Rabbinic conference call with Major General Gazit and Talia Sasson
Lag b'Omer at Fenway Park

Mitzvot, parenting, and "preparing the pot"

In our coffee shop Torah study circle this week, we studied the commentary of the Ishbitzer Rebbe (Rabbi Mordechai Yosef Leiner of Isbitza) on this week's portion, Bechukkotai. The Torah portion begins, "If you walk in the ways of My chukot (statutes), and you keep My mitzvot, and you do them..."

In one of his teachings on this verse, the Ishbitzer notes that the way of God is not like the way of humanity. A person first prepares the pot on the fire, and then pours water into it. If I am planning to do a thing, I imagine it and plan out my actions -- that's "preparing the pot." And then when I actually do the action, I "receive the water." Not so, says the Ishbitzer, with God... and not so with God's ways. God first pours the water, and then prepares the pot. And we're meant to do the same.

When it comes to mitzvot, we're meant to open ourselves to them and to do them: not according to our own understanding or our own plans but according to God's. Pour the water -- do the mitzvot -- and then God will "prepare the pot," e.g. give us the spiritual benefit of having done the action. If we take the leap of doing the mitzvot, then God will make us ready to do them. It's an inversion of how we usually think about things.

A chok is a commandment which doesn't necessarily make intellectual sense, a mitzvah which we do not because the reason resonates for us but because the discipline of doing the mitzvah shapes us. Reading the Ishbitzer, this morning, I found myself thinking about mitzvot and discipline in terms of parenthood.
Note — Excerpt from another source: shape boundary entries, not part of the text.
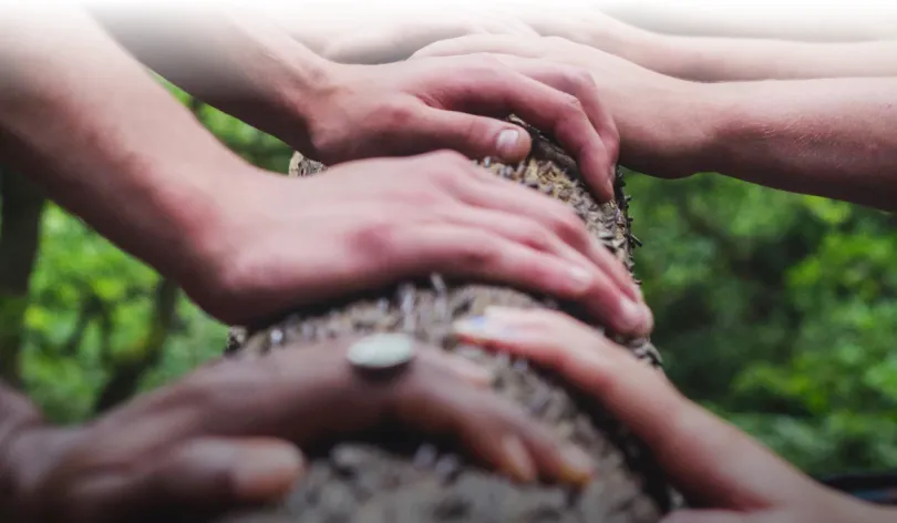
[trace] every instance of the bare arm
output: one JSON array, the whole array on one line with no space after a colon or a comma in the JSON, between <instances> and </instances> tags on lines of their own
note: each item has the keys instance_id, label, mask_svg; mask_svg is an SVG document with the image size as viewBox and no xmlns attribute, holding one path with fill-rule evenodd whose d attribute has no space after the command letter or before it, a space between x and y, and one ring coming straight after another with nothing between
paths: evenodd
<instances>
[{"instance_id":1,"label":"bare arm","mask_svg":"<svg viewBox=\"0 0 897 523\"><path fill-rule=\"evenodd\" d=\"M897 208L897 79L721 83L695 96L682 103L705 137L694 171Z\"/></svg>"},{"instance_id":2,"label":"bare arm","mask_svg":"<svg viewBox=\"0 0 897 523\"><path fill-rule=\"evenodd\" d=\"M331 62L239 6L85 2L137 60L194 96L308 153Z\"/></svg>"},{"instance_id":3,"label":"bare arm","mask_svg":"<svg viewBox=\"0 0 897 523\"><path fill-rule=\"evenodd\" d=\"M523 1L523 0L520 0ZM897 6L877 0L563 0L670 34L817 42L897 38Z\"/></svg>"},{"instance_id":4,"label":"bare arm","mask_svg":"<svg viewBox=\"0 0 897 523\"><path fill-rule=\"evenodd\" d=\"M633 44L609 44L605 38L597 47L653 71L702 82L897 76L897 40L797 42L641 33L628 41Z\"/></svg>"},{"instance_id":5,"label":"bare arm","mask_svg":"<svg viewBox=\"0 0 897 523\"><path fill-rule=\"evenodd\" d=\"M248 165L68 2L4 8L0 27L0 154L125 250L196 276L209 195Z\"/></svg>"},{"instance_id":6,"label":"bare arm","mask_svg":"<svg viewBox=\"0 0 897 523\"><path fill-rule=\"evenodd\" d=\"M585 66L620 131L620 162L642 173L716 172L895 209L897 78L699 83L564 39L494 35L439 42L420 55L465 53Z\"/></svg>"},{"instance_id":7,"label":"bare arm","mask_svg":"<svg viewBox=\"0 0 897 523\"><path fill-rule=\"evenodd\" d=\"M615 2L577 6L574 0L567 0L561 2L564 8L547 10L542 6L529 6L517 10L516 16L542 35L561 37L685 80L897 76L897 8L877 8L881 11L878 12L854 7L843 13L832 8L831 2L815 2L812 12L807 12L806 8L793 2L781 3L787 6L774 8L756 2L753 7L739 6L739 2L734 6L729 2L703 6L700 1L653 6L650 1L633 1L616 6L617 12L617 9L611 9ZM697 9L699 4L701 10ZM601 6L601 9L596 6ZM688 31L664 30L645 19L649 13L658 12L678 13L680 21L707 17L708 25ZM620 13L629 16L612 18ZM822 31L818 39L802 41L812 39L794 27L814 20L814 17L827 17L828 22L818 25ZM674 16L668 19L673 25L676 20ZM874 28L879 23L893 24L894 31L877 33ZM729 28L730 24L736 27ZM738 27L757 31L751 33ZM837 37L839 30L850 30L852 27L856 27L856 31L849 39Z\"/></svg>"}]
</instances>

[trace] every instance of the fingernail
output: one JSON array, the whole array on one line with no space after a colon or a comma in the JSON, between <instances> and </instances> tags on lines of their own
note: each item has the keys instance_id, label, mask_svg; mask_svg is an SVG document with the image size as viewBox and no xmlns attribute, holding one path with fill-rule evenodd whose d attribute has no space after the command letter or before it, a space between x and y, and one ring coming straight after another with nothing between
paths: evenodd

Right now my most constant daily practice is parenting my toddler. And unlike the other practices in my life -- my aspirations of daily prayer, e.g. -- this one is non-negotiable. I can't wake up in the morning and think, "hmm, I'm not sure I feel like getting out of bed now; I'll be a mother later." I took on the practice of parenting; I don't get to choose now to do it or not to do it.

I took on parenting without full knowledge of what it was going to be like or how it would change me. Sure, Ethan and I did our best to anticipate parenthood; to make plans, to purchase a crib, to dream about who our son might become. But at a certain point, we had to take the leap of entering into the experience, even though we couldn't predict all that it would entail. We couldn't predict how it would shape our lives, how it might change us, or what it would mean. In the Ishbitzer's terms, we poured the water, trusting that God would "prepare the pot" and create a container to hold us in this new adventure.

Some of the things I do as a parent bring me immediate joy. Some of them make sense to me. I knew I would enjoy them, and I do. And some of the things I do as a parent are difficult; they challenge my autonomy; they aren't always fun... but I've committed to doing them, and that commitment changes me, and it brings me gifts I couldn't have imagined.

Mitzvot work that way too. They're a discipline. Some of them are enjoyable in and of themselves; some of them challenge me. But I have to commit to doing them in order to find out who they're going to help me become.